Intervention to Decrease Risk for STDs and Unintended Pregnancies in Active Duty Military Women
Location(s): United States
Unintended pregnancies (UIPs) and STDs with their sequelae of ectopic pregnancy continue to be epidemic among active duty enlisted women. Such reproductive health problems result in major morbidity among affected women as well as posing a potential threat to combat readiness. UIPs and STDs result from complex interactions between biological and behavioral factors in military women. The ultimate control in preventing such morbidities must rely on both behavioral and biologic strategies. The primary aim of the project is to develop, implement and evaluate an intervention which emphasizes correct information, motivation and behavioral skills building (IMB Model) coupled with non-invasive screening using urine-based amplified DNA techniques to detect C. trachomatis and N. gonorrhoeae and urine based pregnancy testing.
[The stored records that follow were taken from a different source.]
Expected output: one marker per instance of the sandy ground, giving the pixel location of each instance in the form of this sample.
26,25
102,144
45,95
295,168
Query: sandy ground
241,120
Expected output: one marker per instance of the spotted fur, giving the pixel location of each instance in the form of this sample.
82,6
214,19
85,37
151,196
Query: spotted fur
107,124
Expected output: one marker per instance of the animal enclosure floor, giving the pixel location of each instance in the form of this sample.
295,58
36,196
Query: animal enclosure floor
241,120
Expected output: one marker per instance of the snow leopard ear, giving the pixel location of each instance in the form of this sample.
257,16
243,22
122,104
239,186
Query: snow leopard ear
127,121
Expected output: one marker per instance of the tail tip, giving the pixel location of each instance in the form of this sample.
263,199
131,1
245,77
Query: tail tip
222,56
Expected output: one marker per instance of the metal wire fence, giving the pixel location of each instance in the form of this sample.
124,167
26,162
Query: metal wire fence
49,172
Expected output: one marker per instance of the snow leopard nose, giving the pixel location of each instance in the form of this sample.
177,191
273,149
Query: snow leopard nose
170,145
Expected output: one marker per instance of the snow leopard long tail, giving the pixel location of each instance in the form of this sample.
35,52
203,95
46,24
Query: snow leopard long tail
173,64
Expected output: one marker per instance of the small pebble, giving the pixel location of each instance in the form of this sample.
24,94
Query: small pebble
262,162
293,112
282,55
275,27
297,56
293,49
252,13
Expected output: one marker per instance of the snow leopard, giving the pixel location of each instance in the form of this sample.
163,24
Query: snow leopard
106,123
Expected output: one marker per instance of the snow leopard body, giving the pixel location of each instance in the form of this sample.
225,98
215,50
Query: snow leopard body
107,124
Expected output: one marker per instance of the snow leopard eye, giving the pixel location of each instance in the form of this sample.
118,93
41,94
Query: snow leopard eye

A pre-test, post-test experimental design was employed to evaluate the impact of the behavioral intervention on the experimental group using both self-report questionnaires (UIP/STD psychosocial and behavioral risk factors) and results from the STD and pregnancy screening tests as measures. The control intervention will consist of a prevention program focusing on nutrition breast cancer, fitness and injury prevention. Questionnaires and urine testing will be done at pre-test, mid-study and post-test 6-12 months later. Subjects will include junior enlisted Marine women with N=100 in the experimental group and N=100 in the control group.